O Globo, n. 32485, 16/07/2022. Política, p. 6
Polícia não vê crime político em assassinato de petista
Alini Ribeiro
Victoria Abel
Lucas Mathias
Bianca Gomes
A Polícia Civil do Paraná concluiu que o homicídio do guarda municipal Marcelo Arruda, tesoureiro do PT em Foz do Iguaçu, por um apoiador do presidente Jair Bolsonaro não pode ser considerado crime de ódio, por motivação política. O desfecho do inquérito foi contestado por juristas, pela defesa da família de Arruda e por dirigentes petistas. Agora o Ministério Público do Paraná analisará o caso para decidir sobre o oferecimento da denúncia à Justiça. O órgão tem a prerrogativa de pedir complementos da investigação e pode, inclusive, denunciar o autor dos disparos por outro tipo de crime, divergindo da polícia.
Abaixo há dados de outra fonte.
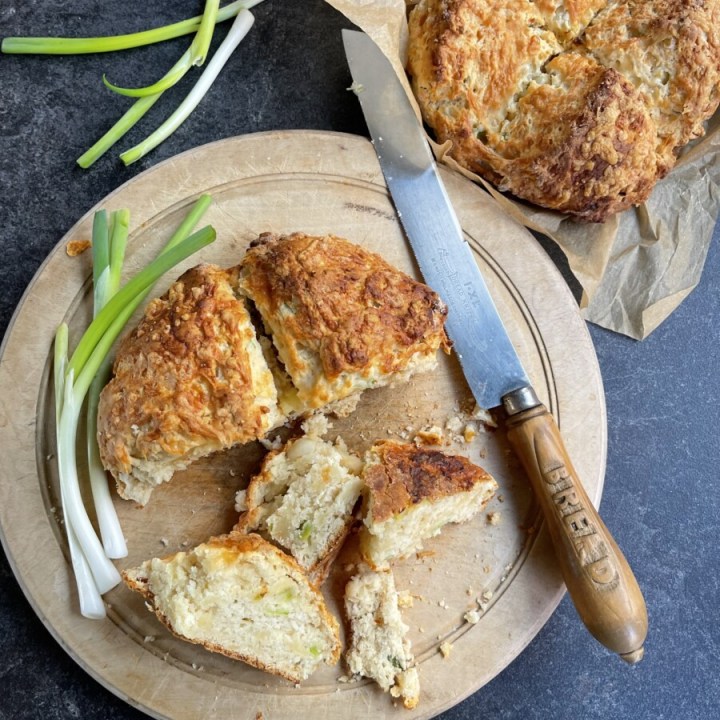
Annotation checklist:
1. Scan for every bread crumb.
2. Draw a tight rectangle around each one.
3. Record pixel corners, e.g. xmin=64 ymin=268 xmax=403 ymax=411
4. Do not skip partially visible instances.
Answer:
xmin=472 ymin=404 xmax=497 ymax=427
xmin=398 ymin=590 xmax=415 ymax=608
xmin=415 ymin=550 xmax=435 ymax=560
xmin=413 ymin=425 xmax=445 ymax=445
xmin=260 ymin=435 xmax=283 ymax=451
xmin=65 ymin=240 xmax=92 ymax=257
xmin=235 ymin=490 xmax=247 ymax=512
xmin=445 ymin=415 xmax=463 ymax=435
xmin=300 ymin=413 xmax=331 ymax=438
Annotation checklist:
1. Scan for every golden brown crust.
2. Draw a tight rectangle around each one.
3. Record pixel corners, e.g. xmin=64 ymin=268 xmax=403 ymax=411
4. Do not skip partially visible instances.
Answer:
xmin=121 ymin=531 xmax=342 ymax=683
xmin=239 ymin=233 xmax=449 ymax=407
xmin=364 ymin=440 xmax=492 ymax=523
xmin=408 ymin=0 xmax=720 ymax=221
xmin=583 ymin=0 xmax=720 ymax=162
xmin=98 ymin=265 xmax=278 ymax=504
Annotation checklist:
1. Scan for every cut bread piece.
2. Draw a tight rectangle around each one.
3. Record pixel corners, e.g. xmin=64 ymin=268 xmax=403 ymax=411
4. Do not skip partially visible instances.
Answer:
xmin=239 ymin=233 xmax=449 ymax=409
xmin=235 ymin=435 xmax=363 ymax=579
xmin=360 ymin=441 xmax=497 ymax=568
xmin=345 ymin=568 xmax=420 ymax=708
xmin=98 ymin=265 xmax=285 ymax=505
xmin=123 ymin=533 xmax=340 ymax=683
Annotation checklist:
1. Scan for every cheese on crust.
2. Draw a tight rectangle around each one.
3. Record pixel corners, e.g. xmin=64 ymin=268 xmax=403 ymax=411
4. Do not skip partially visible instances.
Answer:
xmin=360 ymin=441 xmax=497 ymax=568
xmin=98 ymin=265 xmax=285 ymax=505
xmin=239 ymin=233 xmax=449 ymax=408
xmin=408 ymin=0 xmax=720 ymax=222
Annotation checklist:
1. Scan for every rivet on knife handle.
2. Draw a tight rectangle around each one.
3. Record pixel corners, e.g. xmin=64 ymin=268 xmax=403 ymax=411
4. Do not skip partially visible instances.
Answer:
xmin=503 ymin=388 xmax=648 ymax=664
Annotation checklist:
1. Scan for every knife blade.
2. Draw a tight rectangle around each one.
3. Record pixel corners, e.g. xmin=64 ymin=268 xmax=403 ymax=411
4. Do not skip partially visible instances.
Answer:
xmin=342 ymin=30 xmax=648 ymax=664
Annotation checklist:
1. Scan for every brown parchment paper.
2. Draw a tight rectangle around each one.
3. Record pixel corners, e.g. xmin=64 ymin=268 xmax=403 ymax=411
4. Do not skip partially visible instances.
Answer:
xmin=327 ymin=0 xmax=720 ymax=339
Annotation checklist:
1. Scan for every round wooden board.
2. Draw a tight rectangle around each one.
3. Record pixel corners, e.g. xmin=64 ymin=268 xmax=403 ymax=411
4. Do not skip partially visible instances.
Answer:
xmin=0 ymin=131 xmax=607 ymax=720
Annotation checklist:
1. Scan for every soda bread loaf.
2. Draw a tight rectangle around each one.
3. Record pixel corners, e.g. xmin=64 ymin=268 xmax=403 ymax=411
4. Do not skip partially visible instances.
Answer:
xmin=97 ymin=265 xmax=285 ymax=505
xmin=360 ymin=441 xmax=497 ymax=568
xmin=98 ymin=234 xmax=449 ymax=505
xmin=235 ymin=436 xmax=363 ymax=579
xmin=123 ymin=533 xmax=341 ymax=683
xmin=345 ymin=568 xmax=420 ymax=709
xmin=407 ymin=0 xmax=720 ymax=222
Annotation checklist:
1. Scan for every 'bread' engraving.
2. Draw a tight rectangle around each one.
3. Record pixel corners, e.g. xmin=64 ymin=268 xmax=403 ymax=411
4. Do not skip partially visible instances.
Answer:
xmin=542 ymin=464 xmax=618 ymax=590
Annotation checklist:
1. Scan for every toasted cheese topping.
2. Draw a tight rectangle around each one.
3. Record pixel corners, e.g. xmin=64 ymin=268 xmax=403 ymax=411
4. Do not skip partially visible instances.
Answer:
xmin=98 ymin=265 xmax=284 ymax=504
xmin=239 ymin=233 xmax=449 ymax=408
xmin=408 ymin=0 xmax=720 ymax=222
O policial penal Jorge Guaranho será indiciado por homicídio duplamente qualificado — por motivo torpe e por causar perigo comum a terceiros. Ele está internado em estado grave e teve a prisão preventiva decretada. Em entrevista coletiva, a Polícia Civil defendeu a tese de que o policial penal foi até a festa de 50 anos de Arruda, que tinha como tema o PT, para provocar a vítima, e que houve uma discussão em razão de divergências políticas. Mas que não há provas de que, quando Guaranho retornou ao local armado, ele queria cometer um crime de ódio.
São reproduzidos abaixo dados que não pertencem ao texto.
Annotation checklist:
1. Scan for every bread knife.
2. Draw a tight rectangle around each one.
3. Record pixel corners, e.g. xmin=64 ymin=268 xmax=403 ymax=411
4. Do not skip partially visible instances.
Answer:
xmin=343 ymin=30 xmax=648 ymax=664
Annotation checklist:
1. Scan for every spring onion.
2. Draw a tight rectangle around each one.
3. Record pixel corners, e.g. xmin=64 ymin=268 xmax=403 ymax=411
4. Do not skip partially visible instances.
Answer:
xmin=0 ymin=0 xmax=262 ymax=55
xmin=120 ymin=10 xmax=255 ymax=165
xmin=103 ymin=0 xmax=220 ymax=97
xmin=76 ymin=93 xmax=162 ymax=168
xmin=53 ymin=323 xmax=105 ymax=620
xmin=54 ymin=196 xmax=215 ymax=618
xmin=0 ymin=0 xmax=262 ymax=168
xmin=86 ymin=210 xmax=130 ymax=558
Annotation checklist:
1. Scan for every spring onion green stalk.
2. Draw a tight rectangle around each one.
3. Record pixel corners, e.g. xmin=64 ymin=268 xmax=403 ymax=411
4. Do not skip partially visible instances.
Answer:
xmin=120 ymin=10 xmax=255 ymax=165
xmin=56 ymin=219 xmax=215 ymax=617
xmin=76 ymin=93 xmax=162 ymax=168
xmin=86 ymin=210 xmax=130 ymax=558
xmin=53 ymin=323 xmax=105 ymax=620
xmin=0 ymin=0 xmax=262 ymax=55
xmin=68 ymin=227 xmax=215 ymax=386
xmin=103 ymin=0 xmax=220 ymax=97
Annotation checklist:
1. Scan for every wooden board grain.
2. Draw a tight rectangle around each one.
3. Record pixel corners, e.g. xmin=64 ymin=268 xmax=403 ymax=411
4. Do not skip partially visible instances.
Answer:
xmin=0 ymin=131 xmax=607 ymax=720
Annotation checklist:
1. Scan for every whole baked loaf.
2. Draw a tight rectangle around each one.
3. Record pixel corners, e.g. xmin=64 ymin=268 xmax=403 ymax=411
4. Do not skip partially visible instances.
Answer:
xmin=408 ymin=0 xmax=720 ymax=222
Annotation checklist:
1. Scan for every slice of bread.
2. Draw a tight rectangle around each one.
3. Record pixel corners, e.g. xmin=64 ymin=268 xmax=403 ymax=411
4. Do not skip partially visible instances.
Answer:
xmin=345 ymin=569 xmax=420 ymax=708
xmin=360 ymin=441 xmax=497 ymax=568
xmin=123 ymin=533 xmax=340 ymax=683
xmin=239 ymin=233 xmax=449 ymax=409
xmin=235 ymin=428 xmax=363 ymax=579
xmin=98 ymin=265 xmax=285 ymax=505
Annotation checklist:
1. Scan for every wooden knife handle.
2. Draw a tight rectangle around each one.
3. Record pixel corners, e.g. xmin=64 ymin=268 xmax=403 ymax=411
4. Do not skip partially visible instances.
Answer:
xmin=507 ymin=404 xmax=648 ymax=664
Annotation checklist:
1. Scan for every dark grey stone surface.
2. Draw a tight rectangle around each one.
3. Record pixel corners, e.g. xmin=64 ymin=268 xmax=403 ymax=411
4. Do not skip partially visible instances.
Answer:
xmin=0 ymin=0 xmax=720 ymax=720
— O que temos é a alegação da mulher dele dizendo que ele voltaria porque disse ter sido humilhado. Então é difícil falar que ele matou por um crime de ódio, pelo fato de a vítima ser petista. Ele voltou pela escalada da discussão entre os dois — afirmou a delegada chefe da Divisão de Homicídios e Proteção à Pessoa, Camila Cecconello, justificando a conclusão sobre o sentimento de humilhação pelo depoimento da mulher de Guaranho.
Peso simbólico
Para o jurista Gustavo Sampaio, professor do Departamento de Direito Público da Universidade Federal Fluminense (UFF), o entendimento da delegada foi equivocado:
— O crime iniciou com motivação política e terminou com motivação política. Ele (Guaranho) volta cerca de 20 minutos depois. Teve todo o tempo para pensar no que ia fazer. Pode ter havido um acirramento das tensões em um primeiro momento, mas ele não reagiu naquela hora. A tipificação como crime de ódio não causaria um aumento da pena, por não estar prevista no Código Penal, embora seja importante, segundo o jurista, do ponto de vista simbólico. Para Sampaio, não se trata de um crime político, ou seja, contra o estado democrático de direito, mas sim um crime de ódio com motivação política. A conclusão do inquérito também é contestada pelo advogado criminalista e professor de Direito Welington Arruda, do Instituto Brasiliense de Direito Público (IDP):
— A discussão se deu a partir de uma questão política. O policial penal federal saiu do local onde estava para invadir uma festa com decoração do PT. Não haveria crime se a festa fosse de qualquer outro tema, pois ele não teria sequer saído de onde estava. Segundo as investigações, o agente penal estava num churrasco, ingerindo bebidas alcoólicas, quando soube da festa do petista. Uma testemunha presente no churrasco tinha acesso às câmeras de segurança do clube onde estava Arruda, e as imagens foram vistas pelo autor dos disparos. Ainda de acordo com a polícia, Guaranho perguntou onde estava acontecendo a festa e se dirigiu até lá com a mulher e um bebê. Segundo testemunhas, ele chegou ouvindo uma música de apoio a Bolsonaro. Arruda então saiu da festa e ambos iniciaram uma discussão política.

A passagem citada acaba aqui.